Most importantly, no matter how much you may enjoy flowers, if you come upon a powerfully smelling stack of blooms constructed around the occasional pair of blinking eyes, flee immediately before madness ensues. Or resort to a shotgun (pp. 113-115).
Each “story” is followed by three discussion questions and seven exercises. The discussion questions are designed to help clarify the student’s understanding of the fallacy. For example, the second discussion question regarding the fallacy of Composition asks, “What is ‘ambiguous’ about Mad Addlers? When do the properties of the parts add up to the properties of the whole, in actuality? Give your own example of this happening?” (p 117).

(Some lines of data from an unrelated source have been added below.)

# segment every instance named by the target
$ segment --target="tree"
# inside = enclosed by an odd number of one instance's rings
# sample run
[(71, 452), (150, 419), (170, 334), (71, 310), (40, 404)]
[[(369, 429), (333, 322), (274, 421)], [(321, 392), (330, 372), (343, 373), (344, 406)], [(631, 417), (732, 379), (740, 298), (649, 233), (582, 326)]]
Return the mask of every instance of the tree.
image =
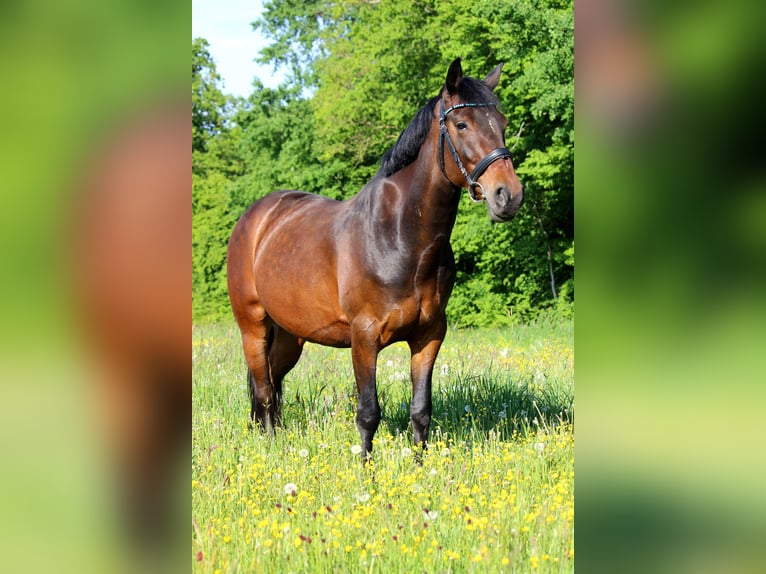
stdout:
[[(201, 116), (207, 123), (199, 123), (206, 155), (195, 166), (226, 175), (228, 184), (209, 181), (212, 187), (204, 188), (226, 203), (221, 217), (279, 188), (350, 197), (438, 93), (452, 59), (460, 56), (474, 77), (505, 62), (495, 92), (509, 120), (507, 145), (526, 204), (510, 224), (494, 225), (464, 198), (453, 232), (458, 277), (448, 316), (479, 325), (526, 319), (547, 307), (570, 309), (571, 0), (270, 0), (254, 26), (271, 40), (261, 61), (291, 70), (285, 86), (256, 84), (227, 115), (213, 89), (214, 66), (201, 68), (213, 73), (201, 82), (208, 91), (200, 101), (210, 105)], [(204, 50), (197, 52), (204, 63)], [(216, 110), (224, 111), (217, 116)], [(212, 229), (212, 222), (205, 225)]]
[(218, 87), (221, 76), (204, 38), (192, 41), (192, 149), (203, 152), (223, 128), (226, 97)]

Exercises then present seven different situations for which students must identify whether or not a fallacy is present. If a fallacy is present, they need to identify which type of fallacy it is. While some exercises stick with only the type of fallacy in that lesson, some include fallacies from recent lessons as well. I expect you will find the answer key at the back absolutely essential, since many of these are tricky. Depending upon the learning environment, you might want to also use the exercises for discussion rather than written work.
Those who want to treat things more academically might want to use the free quizzes, tests, and answer key available at the publisher’s website. In the same section, you will also find two other free downloads that might be of interest, Cultural Cheat Sheet for Christians (no. 1): Abortion Fallacies and Cultural Cheat Sheet for Christians (no. 2): Gay Rights Fallacies.
Subtle and not-so-subtle references throughout the book let on that the book was written with a Christian, homeschooling audience in mind. While I review the book as one that should be used by teens, I suspect that many adults will enjoy the book as much or more than teens. Those who might have been introduced to logical fallacies through some other course are unlikely to have encountered all of those covered here, and they certainly will not have learned about the bestiary that accompanies them. Even if Dr. Ransom is reviewing some previously-learned concepts, his unique storytelling talents should prove greatly entertaining.